[llvm-dev] [InstCombine] rL292492 affected LoopVectorizer and caused 17.30%/11.37% perf regressions on Cortex-A53/Cortex-A15 LNT machines

Mon Jan 23 21:53:29 PST 2017

> On Jan 23, 2017, at 3:48 PM, Sanjay Patel via llvm-dev <llvm-dev at lists.llvm.org> wrote:
> 
> All targets are likely affected in some way by the icmp+shl fold introduced with r292492. It's a basic pattern that occurs in lots of code. Did you see any perf wins on your targets with this commit?
> 
> Sadly, it is also likely that many (all?) targets are negatively impacted on the particular test (SingleSource/Benchmarks/Shootout/sieve) that you have pointed out here because the IR is now decidedly worse.
> 
> IMO, we should not revert the commit because it exposed shortcomings in the optimizer.

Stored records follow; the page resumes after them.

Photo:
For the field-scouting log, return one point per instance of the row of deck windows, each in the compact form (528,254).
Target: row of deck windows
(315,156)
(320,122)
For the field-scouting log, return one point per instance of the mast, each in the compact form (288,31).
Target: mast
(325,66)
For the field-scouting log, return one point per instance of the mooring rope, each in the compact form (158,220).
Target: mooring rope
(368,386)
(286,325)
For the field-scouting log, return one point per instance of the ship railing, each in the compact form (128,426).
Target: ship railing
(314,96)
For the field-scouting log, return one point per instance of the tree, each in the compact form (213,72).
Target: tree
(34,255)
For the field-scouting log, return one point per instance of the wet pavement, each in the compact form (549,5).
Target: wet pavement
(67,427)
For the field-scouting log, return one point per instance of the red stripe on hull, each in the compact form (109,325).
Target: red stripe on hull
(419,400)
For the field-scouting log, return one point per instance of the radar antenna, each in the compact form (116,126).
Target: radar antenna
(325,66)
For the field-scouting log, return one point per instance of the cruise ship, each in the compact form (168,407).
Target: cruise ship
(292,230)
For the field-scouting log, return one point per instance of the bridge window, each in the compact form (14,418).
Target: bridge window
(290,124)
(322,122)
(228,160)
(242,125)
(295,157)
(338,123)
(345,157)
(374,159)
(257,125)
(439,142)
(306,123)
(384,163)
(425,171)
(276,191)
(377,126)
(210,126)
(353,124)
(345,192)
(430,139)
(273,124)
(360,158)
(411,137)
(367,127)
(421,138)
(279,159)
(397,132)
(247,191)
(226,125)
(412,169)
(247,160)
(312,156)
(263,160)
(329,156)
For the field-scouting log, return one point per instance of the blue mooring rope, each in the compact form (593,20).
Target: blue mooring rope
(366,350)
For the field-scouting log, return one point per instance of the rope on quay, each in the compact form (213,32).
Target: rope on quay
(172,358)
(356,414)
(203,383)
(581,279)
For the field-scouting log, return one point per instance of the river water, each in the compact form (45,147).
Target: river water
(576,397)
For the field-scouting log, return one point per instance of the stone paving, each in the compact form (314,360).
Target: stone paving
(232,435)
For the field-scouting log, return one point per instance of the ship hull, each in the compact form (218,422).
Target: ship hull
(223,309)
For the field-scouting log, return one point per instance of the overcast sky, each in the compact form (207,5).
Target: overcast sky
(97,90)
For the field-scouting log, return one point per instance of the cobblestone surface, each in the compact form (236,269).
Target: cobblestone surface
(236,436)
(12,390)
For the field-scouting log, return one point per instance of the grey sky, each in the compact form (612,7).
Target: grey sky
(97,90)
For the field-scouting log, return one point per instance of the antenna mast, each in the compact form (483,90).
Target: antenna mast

It's an "obvious" fold/canonicalization, and the related 'nuw' variant of this fold has existed in trunk since:
> https://reviews.llvm.org/rL285729 <https://reviews.llvm.org/rL285729>
> 
> We need to dissect what analysis/folds are missing to restore the IR to the better form that existed before, but this is probably going to be a long process because we treat min/max like an optimization fence. 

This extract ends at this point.